Lady Etiquette | Hey! Mannaz an respec!
Etiquette! The word etiquette sounds antiquated; something for people from another era. Hasn’t it become apparent that the same sentiments exist regarding the attitudes and actions of our everyday living? Majority of us believe that being respectful, being considerate, being honest is a thing of the past as we go about life in a manner that screams the opposite of a progressive, civilised society.
Etiquette, social graces, and protocol are so intertwined in our everyday life that it is impossible to separate them yet possible to ignore. Politeness and good manners do amazing wonders in making life more liveable. Words like ‘please’, ‘thank you’, ‘excuse me’, and ‘pardon me’ should be words in our daily interactions for all ages.
What has happened to us?
Children pass by without saying good morning. Adults don’t even respond to being greeted. Nasty adjectives are hurled at each other daily, and not to mention our mean-spirited actions even without provocation. We would rather close a door in someone’s face than hold it open for them. We seldom give preference to children, people with children, pregnant women, persons with a disability, or the elderly. If using our roadways was the only annoyance to talk about, it would be too much. We are like bullies on a playground.

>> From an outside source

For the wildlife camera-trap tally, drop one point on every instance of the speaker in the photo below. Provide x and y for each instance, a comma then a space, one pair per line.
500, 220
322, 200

It seems that somehow, there is something somewhere that tells us, “I must intimidate and browbeat” or “I won’t get ahead”. It’s like being a ruffian is the new normal. There was a time when men would allow women to go first. Now they cuss you to get out of the way!
How did we get here? When did being courteous, being deferential, become a dreaded disease? Is it too late to take a new path and get back to the days when civility meant something? I sincerely believe that it’s never too late to do the right thing.

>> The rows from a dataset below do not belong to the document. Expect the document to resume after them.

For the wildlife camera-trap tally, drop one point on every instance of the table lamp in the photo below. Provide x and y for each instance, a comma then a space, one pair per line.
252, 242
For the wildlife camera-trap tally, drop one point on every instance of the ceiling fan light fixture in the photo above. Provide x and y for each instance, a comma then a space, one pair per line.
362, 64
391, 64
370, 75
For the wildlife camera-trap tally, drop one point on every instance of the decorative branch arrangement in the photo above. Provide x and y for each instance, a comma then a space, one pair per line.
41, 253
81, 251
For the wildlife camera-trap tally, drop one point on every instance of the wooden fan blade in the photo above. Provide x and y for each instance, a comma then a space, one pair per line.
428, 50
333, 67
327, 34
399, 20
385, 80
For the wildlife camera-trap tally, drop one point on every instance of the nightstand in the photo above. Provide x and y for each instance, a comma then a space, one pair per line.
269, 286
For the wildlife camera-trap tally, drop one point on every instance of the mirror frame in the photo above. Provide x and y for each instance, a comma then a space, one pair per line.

Etiquette is not a strict set of rules that you must follow or else!
A BETTER YOU
These are guidelines to becoming a better you.
Guideline No. 1 – Good manners, saying ‘please’, ‘thank you’, ‘excuse me’, ‘you’re welcome’, ‘may I help’, ‘I am sorry’, ‘Sir’, ‘Madam’ doesn’t say you are soft or sappy. It says you are well cultured or you are civilised.
Guideline No. 2 – Politeness, doing acts of kindness, being gracious doesn’t put you at a disadvantage. It means that you know how to exist in a society.
Guideline No. 3 – Self-respect, that is, you choose daily to have the expectation of honesty, consideration, and respect from others, reciprocate, and endeavour to accept or do nothing less.
Guideline No. 4 – Empathy. We see people as people and treat them how we expect to be treated.
So how does etiquette advise us to deal with our everyday little annoyances, generally speaking?
Relocate if you can. Walk away from the anger trigger. It is best to get angry by yourself as you will calm down at a faster pace than in the presence of the anger trigger.
Try not to project your anger on others as this will only cultivate more anger spaces around you that only multiply your anger emotion rather than minimise it.
Use diversional therapy on an ongoing basis – prayer, exercise, music, et cetera. This helps to produce a more relaxed mind that under duress, will make good decisions. Diversional therapy should be habitual. It heals the mind, reduces anger, and promotes better coping abilities.
Getting annoyed and angry most times leads to unwanted situations. Slow down the emotion. Think before acting. Practise the guidelines before then respond with a cool head if necessary.
Together, we can take back rudeness and discourteousness and replace it with honesty, respect, and consideration (HRC) and return civility among us.